Hereditary - Le radici del male
L'esordiente Ari Aster porta l'incubo della quotidianità famigliare in un horror psicologico solido e perturbante.
Pare estremamente semplice, oggi, nel bel mezzo di una stagione estiva notoriamente carica di uscite horror discutibili, cadere preda di facili sensazionalismi. Eppure, guardando Hereditary, acclamata opera prima del regista statunitense Ari Aster, sarebbe difficile non ammettere di trovarsi di fronte a un prodotto sicuramente al di sopra della media del genere.
Perché, se la vicenda tormentata dei Graham, tra nevrosi, misteri e lutti improvvisi, fa pensare al più classico degli horror a sfondo famigliare, è nei tempi, nei modi e nella costruzione di un orrore sempre più tremendo che il film, presentato in anteprima al Sundance Film Festival, trova la sua più perturbante originalità. Il lutto è infatti solo l’ultimo dei problemi per i membri di questa famiglia, vittime, loro malgrado, di una lentissima discesa dentro un orrore che sa di follia, complotti e settarismo, e di un soprannaturale tirato fuori con la forza, tra mille dubbi, scetticismi e paranoie.
Come i plastici e i modellini del mondo in miniatura che costruisce, ai limiti dell’ossessione, la madre Annie (Toni Collette), svelando, pezzo dopo pezzo, inquietanti tasselli di un passato pieno di ombre, i Graham non sono che pupazzi in balia di forze ben più grandi di loro, vittime di un’eredità e di una predestinazione che diventa manipolazione e da cui pare impossibile fuggire.

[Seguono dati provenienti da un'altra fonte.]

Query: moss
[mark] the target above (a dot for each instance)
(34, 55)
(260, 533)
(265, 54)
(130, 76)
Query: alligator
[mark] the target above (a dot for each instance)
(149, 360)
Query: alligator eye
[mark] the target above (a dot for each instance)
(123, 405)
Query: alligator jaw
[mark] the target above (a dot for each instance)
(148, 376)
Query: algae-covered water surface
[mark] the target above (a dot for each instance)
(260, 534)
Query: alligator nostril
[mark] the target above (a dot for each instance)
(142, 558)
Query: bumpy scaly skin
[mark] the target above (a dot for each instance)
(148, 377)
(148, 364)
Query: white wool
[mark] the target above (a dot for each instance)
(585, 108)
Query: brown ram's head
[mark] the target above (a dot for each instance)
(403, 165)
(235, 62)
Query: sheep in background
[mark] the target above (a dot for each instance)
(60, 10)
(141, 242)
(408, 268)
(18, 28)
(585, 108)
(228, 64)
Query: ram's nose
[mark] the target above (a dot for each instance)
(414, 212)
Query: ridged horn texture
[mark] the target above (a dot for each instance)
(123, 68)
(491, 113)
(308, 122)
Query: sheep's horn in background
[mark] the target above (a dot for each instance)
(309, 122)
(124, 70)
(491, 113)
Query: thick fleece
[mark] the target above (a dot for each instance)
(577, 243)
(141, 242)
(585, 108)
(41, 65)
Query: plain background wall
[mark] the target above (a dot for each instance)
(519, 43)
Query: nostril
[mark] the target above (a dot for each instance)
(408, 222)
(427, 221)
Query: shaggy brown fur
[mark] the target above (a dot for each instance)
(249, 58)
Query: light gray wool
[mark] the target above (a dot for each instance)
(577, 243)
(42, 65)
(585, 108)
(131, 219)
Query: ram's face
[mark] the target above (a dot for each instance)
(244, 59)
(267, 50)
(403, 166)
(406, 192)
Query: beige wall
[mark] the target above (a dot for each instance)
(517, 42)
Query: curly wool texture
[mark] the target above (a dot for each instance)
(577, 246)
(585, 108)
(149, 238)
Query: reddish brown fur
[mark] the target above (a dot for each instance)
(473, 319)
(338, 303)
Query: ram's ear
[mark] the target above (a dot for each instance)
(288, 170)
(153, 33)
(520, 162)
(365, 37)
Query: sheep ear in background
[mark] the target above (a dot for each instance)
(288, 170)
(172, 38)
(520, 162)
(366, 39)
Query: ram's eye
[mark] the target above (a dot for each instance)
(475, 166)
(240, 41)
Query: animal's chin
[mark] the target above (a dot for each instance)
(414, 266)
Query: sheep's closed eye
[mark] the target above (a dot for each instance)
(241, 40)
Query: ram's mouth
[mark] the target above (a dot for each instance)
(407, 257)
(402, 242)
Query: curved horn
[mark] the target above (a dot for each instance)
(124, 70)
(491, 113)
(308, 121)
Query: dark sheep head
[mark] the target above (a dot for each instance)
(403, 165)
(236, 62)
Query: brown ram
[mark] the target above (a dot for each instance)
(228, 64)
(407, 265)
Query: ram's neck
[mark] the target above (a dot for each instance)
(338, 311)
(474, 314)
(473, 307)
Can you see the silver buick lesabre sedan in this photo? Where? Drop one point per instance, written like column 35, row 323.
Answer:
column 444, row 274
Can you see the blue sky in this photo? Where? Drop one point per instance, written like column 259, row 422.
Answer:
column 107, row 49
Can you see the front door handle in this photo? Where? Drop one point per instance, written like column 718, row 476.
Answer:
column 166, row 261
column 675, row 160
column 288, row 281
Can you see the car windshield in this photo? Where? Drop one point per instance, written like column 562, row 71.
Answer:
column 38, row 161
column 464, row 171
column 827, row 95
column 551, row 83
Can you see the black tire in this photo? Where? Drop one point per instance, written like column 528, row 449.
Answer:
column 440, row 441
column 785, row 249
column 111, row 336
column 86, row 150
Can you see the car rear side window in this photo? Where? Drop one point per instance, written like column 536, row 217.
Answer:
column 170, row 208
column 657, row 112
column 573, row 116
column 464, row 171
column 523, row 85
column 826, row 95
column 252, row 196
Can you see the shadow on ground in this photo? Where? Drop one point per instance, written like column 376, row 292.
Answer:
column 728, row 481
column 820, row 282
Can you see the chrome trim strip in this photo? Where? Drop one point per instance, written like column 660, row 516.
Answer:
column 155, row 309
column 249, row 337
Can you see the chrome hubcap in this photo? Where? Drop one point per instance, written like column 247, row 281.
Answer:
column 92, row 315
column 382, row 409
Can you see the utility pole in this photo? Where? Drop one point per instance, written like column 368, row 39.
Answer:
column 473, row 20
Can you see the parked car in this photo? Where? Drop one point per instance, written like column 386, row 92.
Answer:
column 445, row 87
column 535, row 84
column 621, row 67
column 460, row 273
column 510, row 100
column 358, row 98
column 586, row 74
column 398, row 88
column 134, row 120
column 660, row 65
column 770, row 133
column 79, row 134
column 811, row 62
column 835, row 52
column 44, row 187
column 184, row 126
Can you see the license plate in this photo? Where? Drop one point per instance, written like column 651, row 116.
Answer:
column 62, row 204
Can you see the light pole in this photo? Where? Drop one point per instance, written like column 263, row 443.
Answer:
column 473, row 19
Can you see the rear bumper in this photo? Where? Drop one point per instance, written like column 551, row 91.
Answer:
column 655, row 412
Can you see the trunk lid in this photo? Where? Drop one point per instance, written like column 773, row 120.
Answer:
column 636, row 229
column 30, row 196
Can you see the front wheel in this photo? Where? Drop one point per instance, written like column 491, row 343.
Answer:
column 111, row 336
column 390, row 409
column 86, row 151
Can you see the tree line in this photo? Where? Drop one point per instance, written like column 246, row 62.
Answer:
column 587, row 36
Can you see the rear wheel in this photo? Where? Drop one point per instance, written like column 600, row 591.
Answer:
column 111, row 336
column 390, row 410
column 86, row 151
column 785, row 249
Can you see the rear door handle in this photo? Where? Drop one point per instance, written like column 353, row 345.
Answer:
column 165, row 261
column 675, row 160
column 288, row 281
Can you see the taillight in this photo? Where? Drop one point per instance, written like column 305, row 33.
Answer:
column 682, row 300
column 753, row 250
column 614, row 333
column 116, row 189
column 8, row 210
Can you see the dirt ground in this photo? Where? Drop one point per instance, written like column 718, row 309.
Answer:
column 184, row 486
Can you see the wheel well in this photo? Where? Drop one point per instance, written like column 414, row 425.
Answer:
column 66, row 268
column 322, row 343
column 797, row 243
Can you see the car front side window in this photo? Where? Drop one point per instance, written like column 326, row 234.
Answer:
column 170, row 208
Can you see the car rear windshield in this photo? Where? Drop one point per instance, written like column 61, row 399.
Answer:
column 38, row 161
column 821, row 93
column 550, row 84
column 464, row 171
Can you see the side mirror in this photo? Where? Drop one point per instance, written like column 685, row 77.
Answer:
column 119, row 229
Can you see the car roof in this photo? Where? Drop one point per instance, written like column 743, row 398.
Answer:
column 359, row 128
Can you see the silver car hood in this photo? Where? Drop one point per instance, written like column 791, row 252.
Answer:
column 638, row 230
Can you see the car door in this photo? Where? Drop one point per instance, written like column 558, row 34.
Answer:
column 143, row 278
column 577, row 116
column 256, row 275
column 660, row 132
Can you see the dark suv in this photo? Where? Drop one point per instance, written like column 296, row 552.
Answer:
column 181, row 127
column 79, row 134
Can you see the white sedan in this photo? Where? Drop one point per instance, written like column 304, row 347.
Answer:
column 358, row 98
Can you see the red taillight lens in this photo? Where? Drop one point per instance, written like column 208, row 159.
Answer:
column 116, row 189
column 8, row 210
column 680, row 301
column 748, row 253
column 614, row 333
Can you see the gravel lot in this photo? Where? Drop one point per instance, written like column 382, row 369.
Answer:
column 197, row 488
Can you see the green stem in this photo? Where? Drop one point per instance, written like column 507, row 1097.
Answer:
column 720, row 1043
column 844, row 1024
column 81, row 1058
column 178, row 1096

Hereditary si trasforma così – in uno stravolgimento inaspettato che, a nemmeno un terzo dall’inizio del film, muta il corso degli eventi alla maniera dello Psycho di Hitchcock – in un horror psicologico che guarda inevitabilmente a classici come Rosemary’s Baby e L’esorcista ma che conserva in sé, forti, quelle dinamiche drammatiche e famigliari da cui è scaturito e ha preso piede. In questa ambiguità palpabile ed estenuante, tra kammerspiel e possessioni demoniache, allucinazioni e sedute spiritiche, Aster costruisce così, con tutta la calma e il tempo che ha a disposizione (127 minuti), la propria parabola di degenerazione famigliare (tema, tra l’altro, esplorato sin dai corti d’esordio), ridisegnando le regole di un horror non più fatto di atmosfere e jumpscare, ma scandagliato – con sorprendente padronanza tecnica ed espressiva – in ogni sua stortura e anomalia, in dettagli pronti a portare con sé il seme del dubbio e della più sconvolgente rovina.
Certo, declinare in chiave horror gli incubi del quotidiano e di un’istituzione come quella famigliare è pratica comune e diffusa da almeno mezzo secolo, così come insistere tanto sui toni dell’inquietudine e del perturbante, calcando (a volte troppo) la mano su uno stile spesso debordante e su una recitazione, a volte, eccessivamente sopra le righe, è cosa tipica per prodotti di questo tipo.
Eppure è innegabile il senso di disagio che un film come Hereditary, anche dopo la visione, si porta appresso, un disagio che parte dal non detto e passa per i suoi protagonisti (a parte l’ottima Toni Collette, l’inquietantissima Charlie di Milly Shapiro), fino a esplodere in un trionfo di dettagli e suggestioni che ne rappresentano – senza troppi sensazionalismi – la forza più intima e originale.